According to two officials with direct knowledge of the matter at hand, the Indian government is planning on bringing a new law to safeguard foreign investment in the country, by speeding up dispute resolutions.
In the initial 40-page draft by the Indian finance ministry, it has been proposed to appoint a mediator and set up fast-track courts to settle disputes between investors and the government, said one of the sources.
“The idea is to attract and promote foreign investment, but a major issue for investors is enforcement of contracts and speedy dispute resolution,” said the source.
The proposal is aimed at diffusing investor mistrust around the sanctity of agreements, which has taken a hit following decisions by some state governments to review approved projects, or even cancel the contracts.
Sources prefered the cover of anonymity since the proposal is yet to be made public, and is still being assessed by different ministries and regulators.
According to a source, foreign investors perceive difficulties in the enforcement of contracts. The Modi government is addressing that concern by setting up a framework that reduces litigation.
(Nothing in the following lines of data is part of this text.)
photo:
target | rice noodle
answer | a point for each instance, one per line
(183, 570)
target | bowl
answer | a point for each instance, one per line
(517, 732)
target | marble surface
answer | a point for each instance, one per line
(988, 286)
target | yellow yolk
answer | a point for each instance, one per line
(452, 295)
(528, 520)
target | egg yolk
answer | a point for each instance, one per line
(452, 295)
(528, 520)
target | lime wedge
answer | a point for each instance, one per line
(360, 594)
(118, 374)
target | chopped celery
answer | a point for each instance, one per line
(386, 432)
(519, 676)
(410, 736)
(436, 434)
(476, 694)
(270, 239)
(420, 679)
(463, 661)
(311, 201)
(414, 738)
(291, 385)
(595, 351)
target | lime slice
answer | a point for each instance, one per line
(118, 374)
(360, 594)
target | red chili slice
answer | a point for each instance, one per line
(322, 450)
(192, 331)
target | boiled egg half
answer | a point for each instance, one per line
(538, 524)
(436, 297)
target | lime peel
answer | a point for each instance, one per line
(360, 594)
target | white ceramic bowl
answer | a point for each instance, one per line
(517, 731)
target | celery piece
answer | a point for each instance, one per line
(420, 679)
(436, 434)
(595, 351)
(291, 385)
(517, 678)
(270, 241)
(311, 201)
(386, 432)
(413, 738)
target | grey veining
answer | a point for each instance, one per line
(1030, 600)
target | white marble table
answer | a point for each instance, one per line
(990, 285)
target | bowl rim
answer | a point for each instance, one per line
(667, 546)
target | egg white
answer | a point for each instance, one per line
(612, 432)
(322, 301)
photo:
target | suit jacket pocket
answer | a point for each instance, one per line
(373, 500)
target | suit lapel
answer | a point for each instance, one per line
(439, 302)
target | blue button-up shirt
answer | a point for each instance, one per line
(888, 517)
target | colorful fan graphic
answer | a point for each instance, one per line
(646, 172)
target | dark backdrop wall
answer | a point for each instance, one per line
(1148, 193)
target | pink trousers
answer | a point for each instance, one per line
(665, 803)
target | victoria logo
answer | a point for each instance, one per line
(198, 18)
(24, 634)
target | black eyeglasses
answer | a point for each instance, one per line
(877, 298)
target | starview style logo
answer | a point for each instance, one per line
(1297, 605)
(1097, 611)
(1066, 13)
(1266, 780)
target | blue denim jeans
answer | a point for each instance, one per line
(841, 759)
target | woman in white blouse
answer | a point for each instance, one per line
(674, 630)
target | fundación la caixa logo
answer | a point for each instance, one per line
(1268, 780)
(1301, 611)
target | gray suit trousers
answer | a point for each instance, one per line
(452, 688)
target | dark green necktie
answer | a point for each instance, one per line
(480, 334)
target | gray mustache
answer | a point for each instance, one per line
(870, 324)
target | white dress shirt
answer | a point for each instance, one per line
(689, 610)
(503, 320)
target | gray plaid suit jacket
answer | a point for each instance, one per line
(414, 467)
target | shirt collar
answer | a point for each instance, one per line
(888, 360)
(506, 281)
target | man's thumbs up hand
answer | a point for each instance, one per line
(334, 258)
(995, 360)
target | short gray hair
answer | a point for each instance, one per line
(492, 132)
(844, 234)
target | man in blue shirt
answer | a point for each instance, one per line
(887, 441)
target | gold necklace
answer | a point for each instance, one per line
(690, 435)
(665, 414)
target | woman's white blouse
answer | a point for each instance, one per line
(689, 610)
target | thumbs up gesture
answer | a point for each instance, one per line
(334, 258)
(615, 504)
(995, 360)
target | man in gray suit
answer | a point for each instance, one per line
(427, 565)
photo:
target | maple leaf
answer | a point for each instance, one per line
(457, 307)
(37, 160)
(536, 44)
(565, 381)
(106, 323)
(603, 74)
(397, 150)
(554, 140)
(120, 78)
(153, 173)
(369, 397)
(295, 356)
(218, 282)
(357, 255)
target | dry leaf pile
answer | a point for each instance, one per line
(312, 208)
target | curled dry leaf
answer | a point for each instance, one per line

Although investors have an option to take India to international arbitration courts under bilateral investment treaties (BITs) the government had agreed with dozens of nations, but with the Indian government allowing some treaties to lapse, foreign investors have less cushion in case of major disputes.
By introducing this new law, the government’s thinking is that there may not be a need to sign a BITs with nations since the new law will be modeled on a BIT. This is likely to provide confidence to investors, said a source.
The new law is also aimed at improving India’s ranking in the enforcement of contracts.
India’s overall ranking in the World Bank’s ease of doing business report has improved to 63 from 142 in 2014, its ranking in the enforcement of contracts is at 163 out of 190.
The draft proposal also includes a plan to set up an investment tribunal in state high courts that will take up cases as a matter of priority.
“We are yet to evaluate what the risks of bringing such a law are and if it would do more harm than good,” said a source while adding that the discussions were at an early stage.
In a recent meeting in December, which was attended by officials from the ministries of external affairs and law, commerce, and banking and stock market regulator, all have been asked to submit their comments in writing, said the source, who also attended the meeting.